Well, what do you get when you do a real inventory (also referred to as the practice of "asset management")? First of all, lots and lots of grunt work if you're being thorough. But beyond that there's plenty to learn about your own operations and efficiencies:
- How much shelf-ware (software your org bought but doesn't use) you're paying for in yearly maintenance/support
- As with the US Navy, how many redundant applications you have, and how much money you might save through consolidation (i.e., pulling the plug on the older, less functional, harder to maintain ones)
- How well your org adheres to policies that matter, like industry interoperability standards, or how many digits are required in the year field
How's this apply to Smart Grid security? Much of the work to be done to get ready for AMI and Smart Grid capabilities involves linking and integrating systems that were previously isolated from each other - that wasn't a Y2K survival requirement. Of course there are other big differences between preparing for Y2K and roll-out of the Smart Grid. With few exceptions, the Y2K window opened and closed in a 24 hour period, while new Smart Grid applications and equipment have been rolling out in fits and starts for several years, and will continue to arrive for the foreseeable future. And the threats to Smart Grid systems are infinitely more varied and complex than the year date problem was to computers more than a decade ago.
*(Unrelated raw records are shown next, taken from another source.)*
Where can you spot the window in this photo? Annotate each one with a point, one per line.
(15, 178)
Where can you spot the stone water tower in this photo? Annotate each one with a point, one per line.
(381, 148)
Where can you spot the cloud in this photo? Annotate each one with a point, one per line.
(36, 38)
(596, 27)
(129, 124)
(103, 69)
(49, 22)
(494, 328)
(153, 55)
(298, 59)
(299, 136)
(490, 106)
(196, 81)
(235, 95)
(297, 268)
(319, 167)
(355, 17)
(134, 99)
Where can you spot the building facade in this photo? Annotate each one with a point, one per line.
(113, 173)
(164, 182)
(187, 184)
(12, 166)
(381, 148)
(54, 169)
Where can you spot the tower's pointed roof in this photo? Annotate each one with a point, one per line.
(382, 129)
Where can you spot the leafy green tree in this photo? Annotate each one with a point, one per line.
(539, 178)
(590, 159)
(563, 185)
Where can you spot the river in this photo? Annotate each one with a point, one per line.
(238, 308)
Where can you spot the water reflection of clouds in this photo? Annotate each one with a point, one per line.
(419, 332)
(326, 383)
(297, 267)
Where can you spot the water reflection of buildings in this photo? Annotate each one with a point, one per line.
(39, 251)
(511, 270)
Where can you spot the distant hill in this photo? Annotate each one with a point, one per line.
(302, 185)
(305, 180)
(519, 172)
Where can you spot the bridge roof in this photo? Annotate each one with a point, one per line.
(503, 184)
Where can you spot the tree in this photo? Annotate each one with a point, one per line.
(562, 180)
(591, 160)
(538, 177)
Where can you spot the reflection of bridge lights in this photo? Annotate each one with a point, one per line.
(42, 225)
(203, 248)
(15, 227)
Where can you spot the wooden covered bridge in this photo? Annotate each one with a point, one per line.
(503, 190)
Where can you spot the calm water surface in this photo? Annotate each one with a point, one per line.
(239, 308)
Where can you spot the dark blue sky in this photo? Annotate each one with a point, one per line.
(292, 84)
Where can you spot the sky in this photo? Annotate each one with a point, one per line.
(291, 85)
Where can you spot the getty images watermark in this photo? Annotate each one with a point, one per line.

Jack and I maintain that you can't secure (or demonstrate compliance with) what you don't even know you have. You can't understand the most vulnerable junction points between your IT and SCADA systems if you're not really sure how one or both is secured on its own. It's hard to prepare to roll out needed enterprise access control or single sign-on capabilities when you have no idea how current users are granted or denied access to key systems pre-Smart Grid.
As more utilities turn to asset and portfolio management processes and systems as a precursor to doing Smart Grid right, there's reason to believe a resurgence of taking stock a la Y2K is at hand. And beyond being better prepared to operate in the highly interconnected world of the Smart Grid, there are additional benefits to be had for utilities seeking greater self knowledge.